Österreichs Weg in die Sackgasse
Der vielgepriesene österreichische Weg (Tausche Arbeitslose gegen öffentliche Verschuldung) mündet jetzt in der Sackgasse. Immer mehr Löcher sind zu stopfen. Aber woher sollen die Mittel kommen? Ende 1985 hatte die Republik Schulden von 500 Milliarden Schilling und haftete für weitere 460 Milliarden Kredite der Kontrollbank. Rund 90 Milliarden müssen im Budget 1986 für Schuldendienst lockergemacht werden.
Wer glaubt wirklich, daß man da mit der Neubesetzung einiger Posten das Auslangen finden wird? Die Politik wird auf Pfründen und Klientel verzichten müssen. Daß die defizitäre Verstaatlichte sich auch 1984 noch den Luxus von 22.000 Schilling pro Mitarbeiter an freiwilligen Sozialleistungen leistete, kennzeichnet bisheriges Denken. Wie lange wird der Zuschußbetrieb ÖBB noch 53- (teilweise sogar 48-)jährige in Pension schicken? Ein Ende der Vorherrschaft von Gewerkschaftsfunktionären ist überfällig.
Überfällig ist auch die Einrichtung echter unternehmerischer Entscheidungsfreiheit und Verantwortung. Denn der ganze Sektor der Staatswirtschaft leidet darunter, daß die Führungskräfte immer auch Befehlsempfänger übergeordneter Instanzen sind. Und diese haben eben viele andere Interessen als die des Unternehmens im Auge. Daher ist die Verstaatlichte alles andere als ein Muster an Koordination und Zusammenarbeit. Zum Teil konkurrenzieren sich diese Zuschußbetriebe bis aufs Messer. Für Verluste springt dann ja der Steuerzahler ein.

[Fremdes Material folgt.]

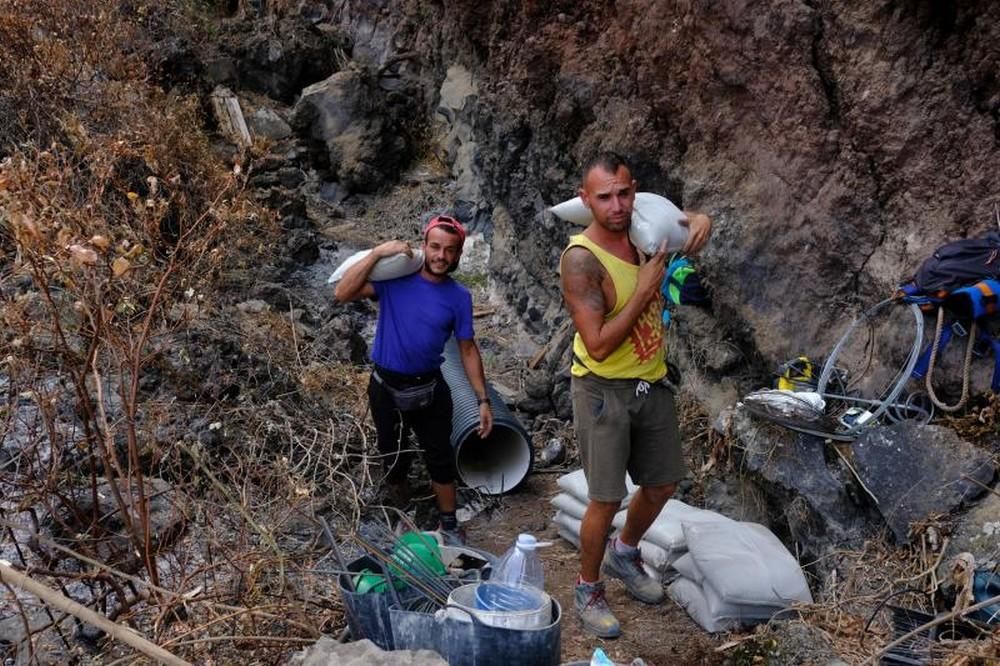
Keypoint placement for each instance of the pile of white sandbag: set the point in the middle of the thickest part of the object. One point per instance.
(725, 573)
(572, 502)
(734, 574)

Privatisierung als Lösung?
Daher ist die von Schüssel und Hawlik geforderte Privatisierung ohne Zweifel eine weitere Voraussetzung für die Sanierung dieses Wirtschaftssektors. Wo diese Lösung nicht möglich ist, wird man jedenfalls die Einrichtung wirkungsvoller Kontrollen vorsehen müssen. Die von Parteien bestellten Organe sind in einem Netz von informellen Beziehungen verfangen, die wirksame Kontrolle extrem behindern.

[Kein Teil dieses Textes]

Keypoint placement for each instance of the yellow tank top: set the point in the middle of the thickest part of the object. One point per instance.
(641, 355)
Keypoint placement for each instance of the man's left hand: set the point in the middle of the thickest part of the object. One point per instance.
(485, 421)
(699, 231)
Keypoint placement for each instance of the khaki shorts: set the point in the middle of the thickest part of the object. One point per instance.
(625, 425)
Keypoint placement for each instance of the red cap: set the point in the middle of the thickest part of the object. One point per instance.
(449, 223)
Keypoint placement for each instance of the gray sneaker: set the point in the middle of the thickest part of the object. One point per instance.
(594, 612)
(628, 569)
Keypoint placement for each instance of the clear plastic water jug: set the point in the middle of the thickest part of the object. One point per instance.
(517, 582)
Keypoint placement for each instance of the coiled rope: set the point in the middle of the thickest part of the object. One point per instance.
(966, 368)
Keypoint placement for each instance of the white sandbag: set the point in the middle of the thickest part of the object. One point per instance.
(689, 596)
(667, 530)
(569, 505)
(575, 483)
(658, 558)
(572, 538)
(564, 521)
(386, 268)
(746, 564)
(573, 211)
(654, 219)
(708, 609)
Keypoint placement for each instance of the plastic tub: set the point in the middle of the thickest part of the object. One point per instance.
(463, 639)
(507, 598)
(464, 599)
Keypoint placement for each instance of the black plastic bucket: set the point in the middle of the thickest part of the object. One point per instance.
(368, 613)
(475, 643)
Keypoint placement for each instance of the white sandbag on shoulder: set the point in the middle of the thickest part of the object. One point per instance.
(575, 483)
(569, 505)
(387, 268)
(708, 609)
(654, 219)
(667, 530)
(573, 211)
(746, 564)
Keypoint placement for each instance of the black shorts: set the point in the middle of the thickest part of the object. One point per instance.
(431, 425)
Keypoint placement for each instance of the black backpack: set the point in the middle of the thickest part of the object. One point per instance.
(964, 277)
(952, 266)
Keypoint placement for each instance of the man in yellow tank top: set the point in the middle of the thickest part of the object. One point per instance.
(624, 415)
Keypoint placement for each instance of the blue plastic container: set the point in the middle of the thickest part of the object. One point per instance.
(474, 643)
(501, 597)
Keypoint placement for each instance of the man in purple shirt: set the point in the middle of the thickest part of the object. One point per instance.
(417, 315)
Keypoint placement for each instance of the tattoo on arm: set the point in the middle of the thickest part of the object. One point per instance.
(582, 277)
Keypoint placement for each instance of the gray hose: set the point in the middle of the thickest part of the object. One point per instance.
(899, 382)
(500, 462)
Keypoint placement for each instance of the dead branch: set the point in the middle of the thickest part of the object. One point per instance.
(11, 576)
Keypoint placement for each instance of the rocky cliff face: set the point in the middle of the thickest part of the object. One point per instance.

So wie der rot-blau dominierte Nationalrat keine Kontrolle für die rot-blaue Regierung ist, so wenig stellen politisch bestellte Aufsichtsräte eine Kontrolle für die denselben Interessen verpflichteten Vorstände dar.

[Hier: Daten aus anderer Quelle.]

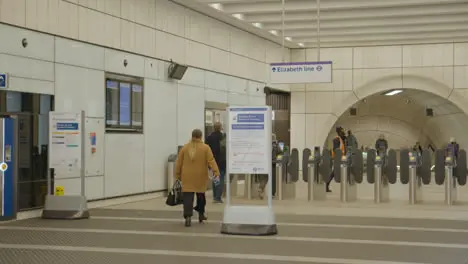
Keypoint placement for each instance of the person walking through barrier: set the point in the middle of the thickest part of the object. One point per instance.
(351, 142)
(338, 143)
(217, 143)
(275, 149)
(193, 162)
(452, 148)
(381, 145)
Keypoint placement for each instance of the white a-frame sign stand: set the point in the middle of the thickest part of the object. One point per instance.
(249, 144)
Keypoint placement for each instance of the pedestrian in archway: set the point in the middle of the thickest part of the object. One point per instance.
(338, 144)
(192, 165)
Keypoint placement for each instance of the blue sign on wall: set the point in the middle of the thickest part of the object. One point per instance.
(67, 126)
(3, 80)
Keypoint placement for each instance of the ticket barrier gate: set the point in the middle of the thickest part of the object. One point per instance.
(8, 167)
(348, 171)
(415, 170)
(381, 171)
(316, 170)
(287, 172)
(451, 172)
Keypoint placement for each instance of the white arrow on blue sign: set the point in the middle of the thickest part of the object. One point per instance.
(3, 80)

Eine weitgehende Neuordnung ist überfällig. Was unter den besonderen Bedingungen der Nachkriegszeit sinnvoll war, erweist sich als Klotz am Bein der Republik. Es ist kaum zu erwarten, daß die SPÖ, die uns konsequent 15 Jahre lang in diese Misere geführt hat, dieses Problem lösen kann: Eine Sternstunde für die Opposition, wenn sie sich mehr zutraut, als sich in die Arme einer Konzentrationsregierung zu werfen.
Dieser Artikel ist im Original unter dem Titel "Ein Klotz am Bein der Republik" am 16. Jänner 1986 erschienen.